Compassionate communications and relationality
The next part of the morning centred on compassionate ways of communicating and relating. Alison Evans and Pamela Duckerin spoke in the main hall about embodied dialogue as a practice to cultivate mindfulness, compassion, and wisdom in our relationships. Their talk gave helpful structure to how we might develop this as a skill. I’ll be taking it into my mindfulness teaching, my wider working relationships, and my personal life. You can see Alison and Pamela sharing the messages they wanted participants to take home here on Vimeo.
The final part of the morning was given over to workshops. I attended Georgie Payne and Lynn Ley’s session on mindfulness as a compassionate practice for supporting others and ourselves through bereavement. For me, this unpacked in a specific way much of what Alison and Pamela had spoken about. I found it particularly helpful to be reminded that bereavement takes many forms – the death of a loved one, of course, but also dramatic, permanent, and painful change. The opportunity to connect compassionately with this inevitable aspect of our lives was both supportive and appreciated.

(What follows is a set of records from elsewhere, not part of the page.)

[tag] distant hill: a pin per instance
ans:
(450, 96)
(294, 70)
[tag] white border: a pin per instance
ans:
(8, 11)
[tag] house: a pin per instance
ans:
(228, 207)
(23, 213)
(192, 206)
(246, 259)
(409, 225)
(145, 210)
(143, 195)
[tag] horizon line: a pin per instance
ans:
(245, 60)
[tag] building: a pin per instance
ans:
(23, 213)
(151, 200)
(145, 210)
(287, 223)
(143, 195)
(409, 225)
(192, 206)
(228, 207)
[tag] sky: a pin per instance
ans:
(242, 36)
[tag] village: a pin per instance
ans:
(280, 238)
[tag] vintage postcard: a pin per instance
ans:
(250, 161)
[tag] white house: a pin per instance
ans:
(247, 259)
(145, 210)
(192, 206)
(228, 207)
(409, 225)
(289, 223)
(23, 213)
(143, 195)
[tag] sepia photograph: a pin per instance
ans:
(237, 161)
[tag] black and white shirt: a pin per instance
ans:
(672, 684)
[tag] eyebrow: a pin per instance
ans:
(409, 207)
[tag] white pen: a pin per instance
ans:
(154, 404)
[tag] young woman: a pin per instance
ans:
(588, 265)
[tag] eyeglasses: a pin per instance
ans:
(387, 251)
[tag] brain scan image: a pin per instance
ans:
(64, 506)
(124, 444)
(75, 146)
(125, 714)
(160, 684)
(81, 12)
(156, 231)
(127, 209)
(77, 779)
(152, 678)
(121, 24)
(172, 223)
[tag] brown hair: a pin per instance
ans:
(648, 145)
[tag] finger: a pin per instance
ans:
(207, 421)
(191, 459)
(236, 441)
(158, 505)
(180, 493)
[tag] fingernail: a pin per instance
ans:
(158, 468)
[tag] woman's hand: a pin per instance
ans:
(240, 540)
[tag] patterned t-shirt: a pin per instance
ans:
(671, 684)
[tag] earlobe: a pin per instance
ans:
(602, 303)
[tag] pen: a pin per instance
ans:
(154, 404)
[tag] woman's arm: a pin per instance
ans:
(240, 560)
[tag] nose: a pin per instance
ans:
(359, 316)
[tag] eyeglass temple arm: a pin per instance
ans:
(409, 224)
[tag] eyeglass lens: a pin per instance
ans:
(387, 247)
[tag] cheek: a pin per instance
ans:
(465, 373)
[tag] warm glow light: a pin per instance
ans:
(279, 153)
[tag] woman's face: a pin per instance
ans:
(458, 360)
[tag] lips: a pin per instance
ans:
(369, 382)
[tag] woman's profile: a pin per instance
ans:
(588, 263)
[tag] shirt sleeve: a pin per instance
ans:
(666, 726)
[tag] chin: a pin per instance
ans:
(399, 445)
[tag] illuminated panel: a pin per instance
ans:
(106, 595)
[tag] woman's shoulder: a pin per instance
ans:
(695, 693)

Compassion from the personal to the global
After a gentle lunch break watching the waves on the beach with a friend, it was time for the extended talk from Paul Gilbert. Paul is a world expert on the treatment of depression. I’m one of the probably millions of people who have benefitted from his wisdom. I was prescribed Cognitive Behavioural Therapy (CBT) for my recurring depression in 2009, and the therapist I worked with helped me connect with Paul’s compassionate approach. I believe it was the perfect preparation for starting a course of MBCT in 2010 – a life-changing experience I’ve written about before.
Paul’s talk did not disappoint. It’s impossible to summarise in a short report. I’d recommend watching it. The full video will be available on our website in June. And you can see him sharing the message he wanted people to take home here on Vimeo. The most powerful idea I took from it was that we create the world with our minds. We all know the horrors that human beings have created by cultivating hate. Paul explained the neuroscience behind this – and behind something more hopeful. Although many mind states spark motivation in us – fear, competitiveness, sexual desire – it is only compassion that motivates us to lessen the suffering of others. If we want to respond to the increased hate and suffering in our world, we must actively cultivate compassion.

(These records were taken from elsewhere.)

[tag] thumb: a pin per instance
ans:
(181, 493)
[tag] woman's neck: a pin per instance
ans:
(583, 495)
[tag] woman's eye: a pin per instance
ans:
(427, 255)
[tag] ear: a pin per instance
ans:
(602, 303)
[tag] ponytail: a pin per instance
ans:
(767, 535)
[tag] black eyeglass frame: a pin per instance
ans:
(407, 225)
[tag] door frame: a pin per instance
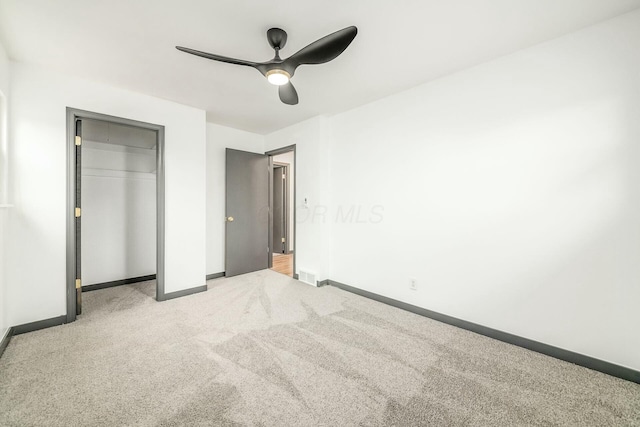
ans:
(286, 167)
(74, 114)
(272, 153)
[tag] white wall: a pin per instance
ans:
(118, 214)
(288, 157)
(218, 139)
(312, 162)
(510, 191)
(4, 97)
(36, 248)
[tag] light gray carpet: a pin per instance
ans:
(264, 349)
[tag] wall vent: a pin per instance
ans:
(308, 277)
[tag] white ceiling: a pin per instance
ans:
(130, 44)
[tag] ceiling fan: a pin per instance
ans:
(280, 71)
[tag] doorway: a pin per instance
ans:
(117, 152)
(282, 203)
(250, 241)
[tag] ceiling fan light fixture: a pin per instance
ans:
(278, 77)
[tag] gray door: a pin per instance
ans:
(279, 213)
(247, 212)
(78, 224)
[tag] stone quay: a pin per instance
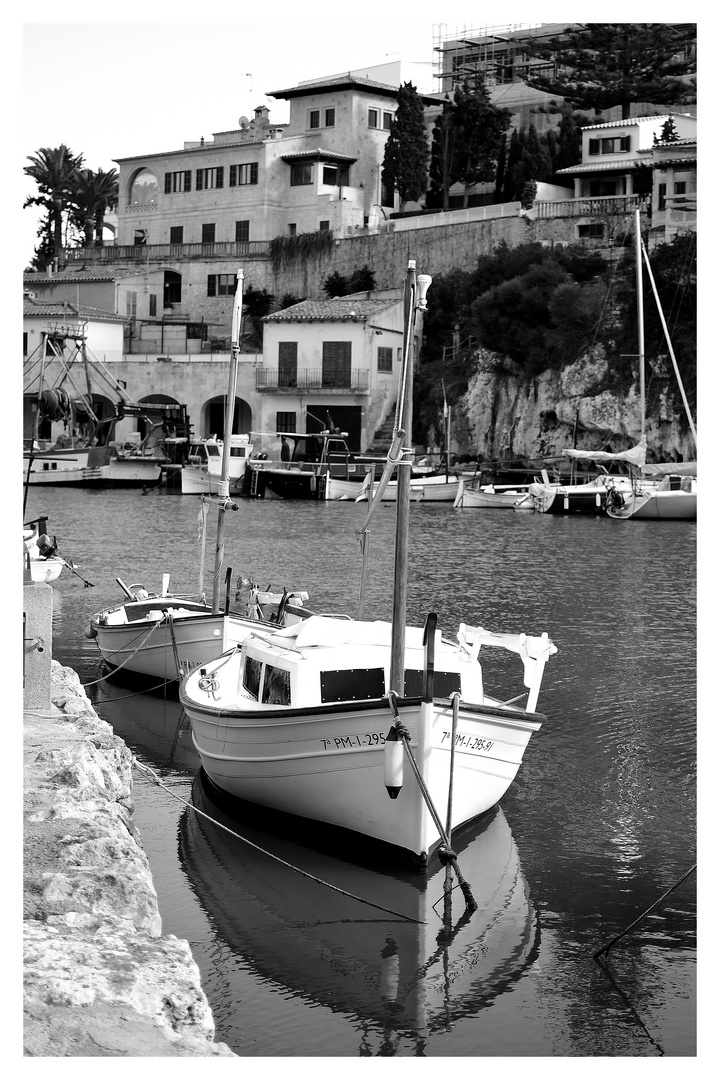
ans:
(100, 980)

The afternoon workshop seemed to align perfectly with this theme. I joined Rosalie Dores for a session based on Joanna Macy’s Work That Reconnects – a mindful approach to working with ecological grief in service of active hope and climate action. It was beautifully facilitated. I connected deeply with my own grief and anxiety about the state of the world. But I left with compassion – for myself and my fellow beings – and a renewed sense of purpose about how I might take hopeful action toward a better future.
Gratitude
I left the conference feeling completely full from the compassionate sharing and learning that had happened through the day. There is much in the world right now that can leave us feeling scared, disconnected, and negative. A gathering like this helps balance those realities. I am so grateful that the Sussex Mindfulness Centre exists, and has found a way to navigate the complexity of these times to continue offering all that it does.